Sebanyak 92 peserta diklat lulusan Program Diklat Pelaut Tingkat III Bidang Keahlian Nautika Gelombang 5 Tahun 2025 resmi dilantik. Momen ini menjadi sangat spesial karena menandai pencapaian tonggak sejarah ke-100 prosesi wisuda yang telah dilaksanakan oleh BP3IP dalam mencetak perwira-perwira samudera.
Laporan Pendidikan dan Prosesi Sakral
Acara diawali dengan pembacaan laporan pendidikan oleh Didin Alfiani selaku Plt. Kepala Bidang Penyelenggara. Dalam laporannya, dipaparkan keberhasilan para peserta dalam menempuh seluruh kurikulum dan persyaratan akademik yang ketat sebagai modal utama menjadi perwira yang kompeten.

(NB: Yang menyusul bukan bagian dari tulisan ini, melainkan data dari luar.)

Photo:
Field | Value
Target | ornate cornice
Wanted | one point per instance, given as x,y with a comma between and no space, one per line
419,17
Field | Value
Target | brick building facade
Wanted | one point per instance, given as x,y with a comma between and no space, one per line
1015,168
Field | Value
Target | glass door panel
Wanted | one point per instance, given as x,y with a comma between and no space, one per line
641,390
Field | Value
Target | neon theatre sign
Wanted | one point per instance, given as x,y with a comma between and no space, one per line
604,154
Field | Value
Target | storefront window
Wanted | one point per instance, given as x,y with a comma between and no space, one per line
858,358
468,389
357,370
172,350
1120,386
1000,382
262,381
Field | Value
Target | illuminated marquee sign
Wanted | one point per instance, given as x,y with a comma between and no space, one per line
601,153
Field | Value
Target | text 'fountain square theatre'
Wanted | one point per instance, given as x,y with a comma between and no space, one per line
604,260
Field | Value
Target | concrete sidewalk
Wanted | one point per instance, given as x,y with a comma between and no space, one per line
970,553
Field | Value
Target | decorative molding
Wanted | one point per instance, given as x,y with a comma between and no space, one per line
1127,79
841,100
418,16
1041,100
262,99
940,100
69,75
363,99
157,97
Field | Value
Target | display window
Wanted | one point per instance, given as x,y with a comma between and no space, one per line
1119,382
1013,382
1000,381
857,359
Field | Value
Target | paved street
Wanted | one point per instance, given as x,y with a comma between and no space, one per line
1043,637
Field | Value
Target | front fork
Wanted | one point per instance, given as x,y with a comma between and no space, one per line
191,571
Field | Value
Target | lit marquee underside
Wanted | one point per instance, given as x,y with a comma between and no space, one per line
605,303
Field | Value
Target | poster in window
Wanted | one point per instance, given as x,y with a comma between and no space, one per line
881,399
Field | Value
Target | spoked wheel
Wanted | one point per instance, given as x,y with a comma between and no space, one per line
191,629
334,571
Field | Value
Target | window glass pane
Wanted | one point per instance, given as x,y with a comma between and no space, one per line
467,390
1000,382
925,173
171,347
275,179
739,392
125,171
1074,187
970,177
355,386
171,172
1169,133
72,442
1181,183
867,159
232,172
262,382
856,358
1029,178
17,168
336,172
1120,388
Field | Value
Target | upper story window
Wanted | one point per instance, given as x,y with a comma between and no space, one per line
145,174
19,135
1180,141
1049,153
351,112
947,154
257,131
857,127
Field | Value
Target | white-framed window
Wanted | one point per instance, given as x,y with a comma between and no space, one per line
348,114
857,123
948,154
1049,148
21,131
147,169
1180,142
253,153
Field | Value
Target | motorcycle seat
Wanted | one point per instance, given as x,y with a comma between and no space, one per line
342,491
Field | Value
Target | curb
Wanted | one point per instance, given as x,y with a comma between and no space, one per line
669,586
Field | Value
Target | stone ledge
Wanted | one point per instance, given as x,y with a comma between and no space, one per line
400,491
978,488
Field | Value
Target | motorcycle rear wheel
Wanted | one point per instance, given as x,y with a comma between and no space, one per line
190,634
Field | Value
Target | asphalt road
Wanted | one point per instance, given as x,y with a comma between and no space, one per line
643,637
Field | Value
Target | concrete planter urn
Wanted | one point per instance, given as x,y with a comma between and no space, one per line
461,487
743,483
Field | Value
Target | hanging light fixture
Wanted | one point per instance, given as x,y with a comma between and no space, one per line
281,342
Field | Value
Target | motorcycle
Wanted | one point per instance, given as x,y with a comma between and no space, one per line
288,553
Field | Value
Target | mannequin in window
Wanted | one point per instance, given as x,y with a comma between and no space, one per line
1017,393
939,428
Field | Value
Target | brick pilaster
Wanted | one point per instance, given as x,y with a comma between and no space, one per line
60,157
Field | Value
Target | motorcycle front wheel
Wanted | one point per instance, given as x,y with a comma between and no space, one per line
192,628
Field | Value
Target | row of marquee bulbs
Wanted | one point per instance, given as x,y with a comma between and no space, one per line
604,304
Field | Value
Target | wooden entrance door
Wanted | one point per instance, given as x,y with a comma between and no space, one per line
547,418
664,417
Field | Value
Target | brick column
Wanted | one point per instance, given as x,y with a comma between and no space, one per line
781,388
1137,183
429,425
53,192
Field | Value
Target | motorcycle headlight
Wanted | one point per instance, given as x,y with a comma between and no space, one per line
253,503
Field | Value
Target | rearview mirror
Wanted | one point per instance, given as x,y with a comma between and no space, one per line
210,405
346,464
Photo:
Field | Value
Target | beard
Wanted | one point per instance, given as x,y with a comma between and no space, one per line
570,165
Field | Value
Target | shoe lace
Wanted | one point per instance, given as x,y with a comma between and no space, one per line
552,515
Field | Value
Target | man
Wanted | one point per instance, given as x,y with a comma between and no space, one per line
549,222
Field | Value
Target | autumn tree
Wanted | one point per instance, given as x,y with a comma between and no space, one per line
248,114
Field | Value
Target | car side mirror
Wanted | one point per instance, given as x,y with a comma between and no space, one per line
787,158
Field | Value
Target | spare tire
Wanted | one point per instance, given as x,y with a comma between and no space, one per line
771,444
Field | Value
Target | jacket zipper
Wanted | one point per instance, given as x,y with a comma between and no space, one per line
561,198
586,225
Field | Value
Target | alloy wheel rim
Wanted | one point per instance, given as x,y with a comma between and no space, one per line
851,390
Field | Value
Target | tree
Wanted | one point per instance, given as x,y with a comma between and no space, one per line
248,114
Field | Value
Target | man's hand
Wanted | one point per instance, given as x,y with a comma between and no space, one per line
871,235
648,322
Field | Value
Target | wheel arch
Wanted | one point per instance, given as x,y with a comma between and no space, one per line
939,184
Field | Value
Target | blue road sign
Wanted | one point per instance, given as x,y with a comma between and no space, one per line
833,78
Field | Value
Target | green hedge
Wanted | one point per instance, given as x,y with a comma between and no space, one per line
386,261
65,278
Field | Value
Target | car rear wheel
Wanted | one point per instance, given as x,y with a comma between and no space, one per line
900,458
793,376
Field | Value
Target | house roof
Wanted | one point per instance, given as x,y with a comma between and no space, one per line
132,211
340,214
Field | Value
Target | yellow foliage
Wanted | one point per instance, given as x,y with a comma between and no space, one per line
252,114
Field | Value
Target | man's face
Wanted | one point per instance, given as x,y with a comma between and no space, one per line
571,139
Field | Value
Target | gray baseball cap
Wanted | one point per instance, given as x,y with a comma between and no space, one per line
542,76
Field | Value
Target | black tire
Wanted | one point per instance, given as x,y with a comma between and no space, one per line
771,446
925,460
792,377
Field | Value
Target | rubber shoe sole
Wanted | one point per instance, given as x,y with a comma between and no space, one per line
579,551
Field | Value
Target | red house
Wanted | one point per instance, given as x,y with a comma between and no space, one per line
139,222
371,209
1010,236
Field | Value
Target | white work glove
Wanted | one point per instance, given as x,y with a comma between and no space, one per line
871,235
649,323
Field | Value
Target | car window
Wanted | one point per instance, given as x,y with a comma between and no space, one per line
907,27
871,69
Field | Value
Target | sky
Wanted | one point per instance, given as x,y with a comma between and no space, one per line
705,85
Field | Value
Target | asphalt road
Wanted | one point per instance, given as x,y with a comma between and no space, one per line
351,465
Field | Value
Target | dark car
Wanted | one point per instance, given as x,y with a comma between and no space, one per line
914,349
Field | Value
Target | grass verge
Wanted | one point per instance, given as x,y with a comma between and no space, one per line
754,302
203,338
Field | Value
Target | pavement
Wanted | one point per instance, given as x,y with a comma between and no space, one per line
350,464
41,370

Puncak acara ditandai dengan prosesi sakral pengalungan samir dan penyerahan sertifikat secara simbolis kepada perwakilan wisudawan oleh Inspektur Upacara. Prosesi ini disaksikan langsung oleh para keluarga wisudawan yang hadir; tangis haru dan senyum bangga terpancar saat putra-putri mereka resmi dikukuhkan sebagai perwira transportasi laut.
Amanat Direktur: Profesional dan Berprinsip
Bertindak sebagai Inspektur Upacara, Direktur BP3IP Jakarta, Dr. Asmul Khairi, S.Pd., M.M., menyampaikan pesan-pesan fundamental bagi para perwira baru. Mengangkat tema “Professional and Principled Maritime Officers”, beliau menekankan bahwa perwira masa depan wajib memiliki keseimbangan antara aspek teknis dan moral.
“Tema ini mengandung makna bahwa perwira maritim tidak hanya dituntut memiliki kompetensi teknis yang unggul, tetapi juga harus berpegang teguh pada prinsip, etika, dan integritas. Profesionalisme tanpa prinsip akan kehilangan arah, dan prinsip tanpa kompetensi tidak akan mampu menjawab tantangan zaman,” tegas Dr. Asmul Khairi dalam sambutannya.
Beliau juga mengingatkan para lulusan untuk meneladani jiwa kepemimpinan yang menyatu dengan anak buah. Menurutnya, seorang perwira tidak boleh hanya memerintah dari atas, melainkan harus hadir bersama awak kapal, memimpin dengan keteladanan, serta menjaga integritas di tengah samudra.
Harapan bagi Masa Depan Maritim Indonesia
Kepada para lulusan, Direktur berpesan agar mereka senantiasa menjaga nama baik almamater BP3IP di mana pun bertugas. Ia berharap para perwira ini mampu menebarkan energi positif bagi rekan sesama pelaut agar terus termotivasi meningkatkan ilmu pengetahuan.
“Keberhasilan ini bukan sekadar akhir perjalanan, melainkan awal pengabdian sejati bagi bangsa dan negara. Semoga para lulusan mampu menapaki cita-cita besar menjadikan Indonesia sebagai bangsa maritim yang tangguh, berdaulat, dan disegani dunia,” tutupnya.
Upacara diakhiri dengan ucapan selamat kepada seluruh wisudawan ke-100. Dengan bekal ilmu dan karakter yang telah ditempa di BP3IP, ke-92 perwira ini siap berlayar mengarungi tantangan global demi kejayaan maritim Indonesia.